The author, who practises at Bombay Hospital says it is never too late to make simple yet effective lifestyle changes, alter food habits and thinking.

"If you are overweight, reducing your weight by 5 to 10 per cent is proven to decrease your chance of developing a heart disease," says Namita who had successfully battled the weight monster herself.

Eating well and working within a diet plan is how Namita plans to help readers bounce back to their slimmer and healthier selves.

Unlike her previous bestseller "The Four Week Countdown Diet" Namita in her latest guide has focused on specifics like how to tackle food while flying and what to do if you are addicted to eating out.

"Frequent flying, especially overseas, has a telling effect on your weight and digestive system. It's to do with eating and doing nothing but sitting for anywhere between seven and 20 hours," says the author who says airline food is usually high in fat, salt and sugar.

Food and accompaniments served on flights, especially alcohol should be avoided and instead flyers should go for the fruits or baked savouries.

"Eat only if you are hungry and it's a good idea to keep sipping zero-calorie green tea or water instead. If you have indulged, make the next meal you eat lighter and walk up and down the aisle to keep your body from stiffening up and move your joints," says Namita.

Talking about weekend bingeing, the author says it has become quite common and it's more an "everybody-does-it" act.

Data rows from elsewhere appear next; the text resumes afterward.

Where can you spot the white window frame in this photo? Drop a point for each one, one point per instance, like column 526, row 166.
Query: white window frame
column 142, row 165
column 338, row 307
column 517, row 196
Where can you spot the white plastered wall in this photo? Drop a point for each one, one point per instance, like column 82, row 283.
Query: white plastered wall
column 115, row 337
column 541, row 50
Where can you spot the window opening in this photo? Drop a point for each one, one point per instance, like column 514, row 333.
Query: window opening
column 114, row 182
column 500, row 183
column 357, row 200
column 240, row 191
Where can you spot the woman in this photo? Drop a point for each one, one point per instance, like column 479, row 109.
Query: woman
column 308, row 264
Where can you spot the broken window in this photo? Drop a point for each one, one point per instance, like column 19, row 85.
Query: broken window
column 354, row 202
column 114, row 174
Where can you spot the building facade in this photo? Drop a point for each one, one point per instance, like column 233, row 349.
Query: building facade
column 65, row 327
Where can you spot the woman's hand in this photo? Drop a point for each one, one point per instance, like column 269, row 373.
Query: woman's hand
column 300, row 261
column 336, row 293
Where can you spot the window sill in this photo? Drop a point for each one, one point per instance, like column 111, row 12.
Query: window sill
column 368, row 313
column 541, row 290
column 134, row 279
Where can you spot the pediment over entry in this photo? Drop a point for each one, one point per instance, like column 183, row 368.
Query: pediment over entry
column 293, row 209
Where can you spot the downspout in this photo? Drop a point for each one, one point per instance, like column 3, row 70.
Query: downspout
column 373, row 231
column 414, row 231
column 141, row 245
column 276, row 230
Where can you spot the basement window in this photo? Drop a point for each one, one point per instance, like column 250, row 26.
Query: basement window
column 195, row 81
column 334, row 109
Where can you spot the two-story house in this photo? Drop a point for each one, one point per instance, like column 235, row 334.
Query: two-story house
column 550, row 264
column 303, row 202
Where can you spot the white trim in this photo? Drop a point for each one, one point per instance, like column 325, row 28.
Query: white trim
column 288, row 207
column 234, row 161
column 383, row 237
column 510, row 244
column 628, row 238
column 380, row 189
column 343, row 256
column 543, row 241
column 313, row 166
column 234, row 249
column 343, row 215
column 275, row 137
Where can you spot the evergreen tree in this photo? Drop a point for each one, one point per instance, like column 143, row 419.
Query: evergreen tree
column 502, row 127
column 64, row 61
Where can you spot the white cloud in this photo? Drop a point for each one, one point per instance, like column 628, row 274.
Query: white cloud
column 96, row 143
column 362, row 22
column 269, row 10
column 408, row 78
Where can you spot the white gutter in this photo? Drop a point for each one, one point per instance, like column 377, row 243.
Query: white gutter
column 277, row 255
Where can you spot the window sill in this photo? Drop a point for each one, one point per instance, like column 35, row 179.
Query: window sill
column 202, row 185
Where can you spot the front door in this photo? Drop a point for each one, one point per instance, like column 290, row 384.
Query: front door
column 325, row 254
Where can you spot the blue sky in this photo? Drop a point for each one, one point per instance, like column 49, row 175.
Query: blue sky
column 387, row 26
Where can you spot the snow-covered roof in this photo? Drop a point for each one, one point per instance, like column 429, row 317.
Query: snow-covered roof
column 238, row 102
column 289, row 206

"But one has to know that recurrent bingeing will only lead to more and more weight gain. I have studied people who come to me for solutions and observed that many a time bingeing amongst office goers seem to be a way of dealing with stress."

Tackling stress by getting to the root of the problem and resolving it with exercise, maintaining a food diary and learning to say no and forming a group to talk, can help to stay off the extra calories, advices Namita.

"One rule of the thumb to follow is to indulge in what you like but cut it by half or share it with someone. Another top tip is to tank up on water, which will fill the body and and ensure that the body functions effectively," says the author.

Obesity, heaviness, acidity, hypertension, diabetes among other problems can be warded off with a combination of clever eating and exercise.

"This is my ninth book and over years of repeated trial and error exercises and reinventing of techniques I fully understand how the human body responds to diet and exercise," says Namita.

Namita has also created health plans that work around an office schedule which focus on simple, easy-to-follow diets and exercises that can be done at one's desk.

Namita tackles various problems like anxiety, beer belly, low metabolism, heart risk and how to make offices fitness friendly in separate chapters of the book.